The SVG spec refers the reader to the XML Base spec for the characters that may appear in the value of an id
attribute.
The XML Base spec, however, does not spell out these characters, AFAICT. Instead, it makes its recommendations in terms of "Unicode properties" ID_Start
and ID_Continue
.
I am looking for a table (or tables) listing explicitly those characters that have the ID_Start
and/or ID_Continue
properties.
(In case that different applications or XML-based standards may specify their own sets of characters with the ID_Start
and/or the ID_Continue
properties, I am interested in HTML5-embeded SVG.)
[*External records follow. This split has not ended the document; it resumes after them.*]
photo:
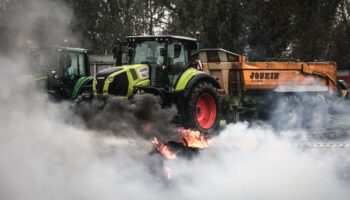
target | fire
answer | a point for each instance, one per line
(164, 149)
(193, 139)
(189, 139)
I found a repo on Github that generates bunch of different tables using Python scripts based on Unicode standard. For example here are tables for ID_START
, ID_CONTINUE
, XID_START
, XID_CONTINUE
etc: https://github.com/sourtin/libucd/blob/master/src/tables/bool.rs
Edit: I think they are parsed from XML databases provided in: http://www.unicode.org/Public/5.2.0/ucdxml/
Seems that the allowed character range is defined :
An attribute value is:
AttValue ::= '"' ([^<&"] | Reference)* '"'
| "'" ([^<&'] | Reference)* "'"
http://www.w3.org/TR/2008/REC-xml-20081126/#NT-AttValue
A Reference is:
Reference ::= EntityRef | CharRef
http://www.w3.org/TR/2008/REC-xml-20081126/#NT-Reference
CharRef bring us to Char here:
Char ::= #x9 | #xA | #xD | [#x20-#xD7FF] | [#xE000-#xFFFD] | [#x10000-#x10FFFF] /* any Unicode character, excluding the surrogate blocks, FFFE, and FFFF. */
http://www.w3.org/TR/2008/REC-xml-20081126/#NT-Char